Stuff Journalists Like – #88 McPaper (aka USA Today)


Usa today
In a lot of ways, America’s favorite fast food joint
and the country’s largest newspaper have a lot in common. You know both are bad
for you, but you can’t resist helping yourself to a serving of each.

Both distract the masses with large colorful images (USA
Today with its unnecessary and asinine graphs and charts and McDonald’s with
its shiny, glossy images of Big Macs and fries) and both push the fine print
off to the side with USA Today keeping text to a bare minimum – don’t wanna
annoy readers with all that reading. 

And as you travel this great country, you find yourself
consuming more of both than you should. Just as you can’t avoid going more than
10 miles on the highway before seeing the 
golden arches, you can’t stay at a reasonably priced hotel without
waking up to an unrequested copy of Gannett’s golden goose.

With both McDonald’s and USA Today, it doesn’t matter
where you pick either one up, both are designed to taste the same no matter
where you are, both are served with that wholesome generic taste,  void of any local flavor.
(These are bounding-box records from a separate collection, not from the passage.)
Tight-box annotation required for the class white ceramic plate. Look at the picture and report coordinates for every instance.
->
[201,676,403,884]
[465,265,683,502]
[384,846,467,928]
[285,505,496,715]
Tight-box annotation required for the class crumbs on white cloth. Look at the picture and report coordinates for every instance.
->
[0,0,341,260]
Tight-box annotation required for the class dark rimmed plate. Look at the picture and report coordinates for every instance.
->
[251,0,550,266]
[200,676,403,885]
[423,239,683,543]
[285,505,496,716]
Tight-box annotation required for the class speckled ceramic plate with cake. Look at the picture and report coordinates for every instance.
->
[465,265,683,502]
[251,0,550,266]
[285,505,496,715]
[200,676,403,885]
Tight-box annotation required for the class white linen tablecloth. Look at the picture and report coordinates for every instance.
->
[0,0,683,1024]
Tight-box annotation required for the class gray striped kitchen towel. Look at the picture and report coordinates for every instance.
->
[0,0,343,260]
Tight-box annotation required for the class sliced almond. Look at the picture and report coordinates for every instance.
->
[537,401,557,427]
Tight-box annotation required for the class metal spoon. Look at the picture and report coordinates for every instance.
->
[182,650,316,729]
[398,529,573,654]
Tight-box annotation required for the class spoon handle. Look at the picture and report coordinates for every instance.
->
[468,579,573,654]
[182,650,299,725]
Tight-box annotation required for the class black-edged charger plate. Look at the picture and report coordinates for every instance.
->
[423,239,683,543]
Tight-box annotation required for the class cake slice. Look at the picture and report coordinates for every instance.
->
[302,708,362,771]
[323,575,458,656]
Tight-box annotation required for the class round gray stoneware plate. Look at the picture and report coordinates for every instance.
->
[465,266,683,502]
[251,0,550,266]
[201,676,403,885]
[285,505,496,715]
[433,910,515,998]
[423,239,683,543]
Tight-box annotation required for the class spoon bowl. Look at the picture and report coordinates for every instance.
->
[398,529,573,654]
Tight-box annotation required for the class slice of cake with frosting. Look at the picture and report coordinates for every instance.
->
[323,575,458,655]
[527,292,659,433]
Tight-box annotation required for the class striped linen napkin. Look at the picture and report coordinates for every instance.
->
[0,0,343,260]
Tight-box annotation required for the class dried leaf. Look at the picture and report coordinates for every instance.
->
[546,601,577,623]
For journalists,
there is conscious effort try to hide the evidence of consumption from both
McDonald’s (journalists can’t afford new belts) and USA Today (finding a copy
on the floor of a car is an endless sentence of ridicule).

While any self-respecting journalist might look down on
McPaper (which has the gall to trademark its name it all caps USA TODAY), a
paper that routinely gives its front page to American Idol finalists and
whoever is currently dating a Jonas Brother, those in the field hide bitter
jealousy toward a newspaper with a circulation of 2 million, even if half are
those unread copies left outside travelers’ hotel rooms. 

 



Topics:

mcpaper, mcpepar, usa today mcpaper

Comments

  1. Ben says:

    Bingo. A couple years ago I took a vacation day from the newspaper for which I write, not so I could travel and hot-tub, but to service my car. Across the street from the repair shop was a Harris-Teeter grocer. I moseyed over, grabbed a coffee, saw the USA Today kiosk and realized it’d been a while since I’d read a copy. I inserted my quarters, owned a copy and walked to the repair shop’s waiting area to digest it all. Upon my arrival I was greeted by the largest stack of complimentary USA Todays I’ve ever seen. Free coffee, too. Next door, a McD’s.

  2. Lindsay says:

    Used to play on a quizbowl team, and one of my friends used USA Today to bone up on current events questions. He described the process as “News McNuggets.”